| Issue |
EPJ Web Conf.
Volume 334, 2025
Traffic and Granular Flow 2024 (TGF’24)
|
|
|---|---|---|
| Article Number | 04013 | |
| Number of page(s) | 11 | |
| Section | Pedestrian Dynamics | |
| DOI | https://doi.org/10.1051/epjconf/202533404013 | |
| Published online | 12 September 2025 | |
https://doi.org/10.1051/epjconf/202533404013
Observation from Crossing Pedestrian Flow with Data-Driven Movement Prediction
1 Department of Architecture and Civil Engineering, City University of Hong Kong, 999077, Hong Kong SAR, China
2 School of Civil and Environmental Engineering, Georgia Institute of Technology, 30332, Atlanta, Georgia, United States
* Corresponding author: This email address is being protected from spambots. You need JavaScript enabled to view it.

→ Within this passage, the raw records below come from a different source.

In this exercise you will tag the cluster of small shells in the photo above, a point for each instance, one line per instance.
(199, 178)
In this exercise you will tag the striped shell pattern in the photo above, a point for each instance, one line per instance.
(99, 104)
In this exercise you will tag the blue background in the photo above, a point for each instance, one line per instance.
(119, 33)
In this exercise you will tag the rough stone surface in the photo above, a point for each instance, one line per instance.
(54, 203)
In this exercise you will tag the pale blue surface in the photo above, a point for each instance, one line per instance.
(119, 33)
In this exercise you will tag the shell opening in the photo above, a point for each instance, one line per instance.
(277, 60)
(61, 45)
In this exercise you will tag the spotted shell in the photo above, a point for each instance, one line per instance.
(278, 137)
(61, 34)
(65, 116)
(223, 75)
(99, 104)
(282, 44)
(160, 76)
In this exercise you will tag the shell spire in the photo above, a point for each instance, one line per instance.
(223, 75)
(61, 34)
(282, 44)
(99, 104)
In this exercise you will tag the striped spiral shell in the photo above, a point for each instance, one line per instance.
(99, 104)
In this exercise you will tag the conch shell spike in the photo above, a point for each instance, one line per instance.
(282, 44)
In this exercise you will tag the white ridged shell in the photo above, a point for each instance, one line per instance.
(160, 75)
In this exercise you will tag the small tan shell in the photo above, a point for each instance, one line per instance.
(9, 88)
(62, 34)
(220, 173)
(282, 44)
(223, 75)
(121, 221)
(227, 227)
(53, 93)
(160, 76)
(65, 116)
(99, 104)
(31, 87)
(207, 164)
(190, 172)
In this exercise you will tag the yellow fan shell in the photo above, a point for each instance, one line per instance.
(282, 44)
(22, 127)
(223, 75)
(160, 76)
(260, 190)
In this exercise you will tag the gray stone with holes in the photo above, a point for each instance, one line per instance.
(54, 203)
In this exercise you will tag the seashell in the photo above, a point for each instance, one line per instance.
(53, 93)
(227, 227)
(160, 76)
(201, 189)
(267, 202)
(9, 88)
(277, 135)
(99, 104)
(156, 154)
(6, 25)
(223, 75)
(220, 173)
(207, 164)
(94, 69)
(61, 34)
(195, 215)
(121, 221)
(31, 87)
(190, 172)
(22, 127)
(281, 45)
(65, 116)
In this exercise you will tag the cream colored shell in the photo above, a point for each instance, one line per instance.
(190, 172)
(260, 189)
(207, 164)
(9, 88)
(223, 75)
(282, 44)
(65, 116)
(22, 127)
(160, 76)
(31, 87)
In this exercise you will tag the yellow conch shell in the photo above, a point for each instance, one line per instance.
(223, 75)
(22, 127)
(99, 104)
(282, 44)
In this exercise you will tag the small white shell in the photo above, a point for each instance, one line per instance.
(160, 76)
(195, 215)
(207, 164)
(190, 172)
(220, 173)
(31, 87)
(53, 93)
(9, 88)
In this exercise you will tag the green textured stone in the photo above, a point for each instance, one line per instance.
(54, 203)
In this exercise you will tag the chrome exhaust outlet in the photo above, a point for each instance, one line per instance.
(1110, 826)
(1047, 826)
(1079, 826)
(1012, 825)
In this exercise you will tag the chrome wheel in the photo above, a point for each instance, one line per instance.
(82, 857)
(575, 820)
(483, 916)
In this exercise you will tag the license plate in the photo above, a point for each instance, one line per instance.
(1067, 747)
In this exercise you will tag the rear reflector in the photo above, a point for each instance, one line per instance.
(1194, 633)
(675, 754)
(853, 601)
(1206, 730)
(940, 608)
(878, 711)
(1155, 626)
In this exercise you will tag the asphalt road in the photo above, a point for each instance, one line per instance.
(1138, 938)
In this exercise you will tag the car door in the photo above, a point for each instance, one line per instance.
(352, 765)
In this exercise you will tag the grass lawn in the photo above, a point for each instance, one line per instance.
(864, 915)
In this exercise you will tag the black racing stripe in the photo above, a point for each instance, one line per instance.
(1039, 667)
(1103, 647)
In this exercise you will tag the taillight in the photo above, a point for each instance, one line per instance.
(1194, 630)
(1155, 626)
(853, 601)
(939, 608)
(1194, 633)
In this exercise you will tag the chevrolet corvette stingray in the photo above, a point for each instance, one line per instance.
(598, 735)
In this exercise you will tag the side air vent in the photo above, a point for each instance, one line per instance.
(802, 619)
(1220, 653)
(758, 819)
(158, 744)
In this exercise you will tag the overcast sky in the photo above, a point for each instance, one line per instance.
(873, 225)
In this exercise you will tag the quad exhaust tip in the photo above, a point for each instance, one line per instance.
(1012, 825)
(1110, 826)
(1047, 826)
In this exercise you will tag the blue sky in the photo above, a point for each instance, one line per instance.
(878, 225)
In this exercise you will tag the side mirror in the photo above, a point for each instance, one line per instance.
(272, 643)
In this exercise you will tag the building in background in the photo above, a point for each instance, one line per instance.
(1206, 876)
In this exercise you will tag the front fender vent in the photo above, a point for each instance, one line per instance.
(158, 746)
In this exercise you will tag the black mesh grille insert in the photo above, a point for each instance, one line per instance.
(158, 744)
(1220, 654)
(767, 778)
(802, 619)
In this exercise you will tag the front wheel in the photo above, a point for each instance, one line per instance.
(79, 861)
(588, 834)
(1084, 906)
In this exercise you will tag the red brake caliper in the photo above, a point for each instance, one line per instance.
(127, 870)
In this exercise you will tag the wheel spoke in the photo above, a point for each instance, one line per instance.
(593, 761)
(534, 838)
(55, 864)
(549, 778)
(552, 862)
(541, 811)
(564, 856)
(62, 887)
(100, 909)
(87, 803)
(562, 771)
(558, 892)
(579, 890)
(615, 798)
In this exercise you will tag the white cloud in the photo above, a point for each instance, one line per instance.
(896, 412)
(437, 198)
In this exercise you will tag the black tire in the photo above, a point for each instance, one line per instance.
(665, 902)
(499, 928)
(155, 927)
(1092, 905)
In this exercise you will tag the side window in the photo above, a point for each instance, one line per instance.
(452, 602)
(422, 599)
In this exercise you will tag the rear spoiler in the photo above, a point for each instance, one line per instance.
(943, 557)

Published online: 12 September 2025
Abstract
Data-driven models are considered a promising solution for predicting pedestrian movements in complex, multi-directional flow scenarios. However, the question of what feature extraction methods, particularly in terms of observation viewpoints and coordinate systems, are critical to training accurate models remains a critical yet underexplored issue. This study aims to enhance data-driven pedestrian movement prediction using experimental trajectory data from a controlled 90-degree crossing flow experiment from the Pedestrian Dynamics Data Archive. We constructed multiple prediction forms with different datasets consisting of input features and output variables extracted under combinations of different observation viewpoints, coordinate systems, and the inclusion or exclusion of Social Force (SF). By training LightGBMs and comparing the prediction displacement errors from models trained with features, we found that the form with the destination-oriented viewpoint, which uses the pedestrian’s intended destination as the reference axis for feature extraction, under the Cartesian coordinate system was proved to outperform other forms, while SF-related features minimally impacted accuracy. The findings offer practical guidance for developing accurate crowd movement prediction models which can further assist architectural designer, event organizers, and urban planners in making more informed decisions to enhance the safety and efficiency of complex pedestrian flows.
© The Authors, published by EDP Sciences, 2025
This is an Open Access article distributed under the terms of the Creative Commons Attribution License 4.0, which permits unrestricted use, distribution, and reproduction in any medium, provided the original work is properly cited.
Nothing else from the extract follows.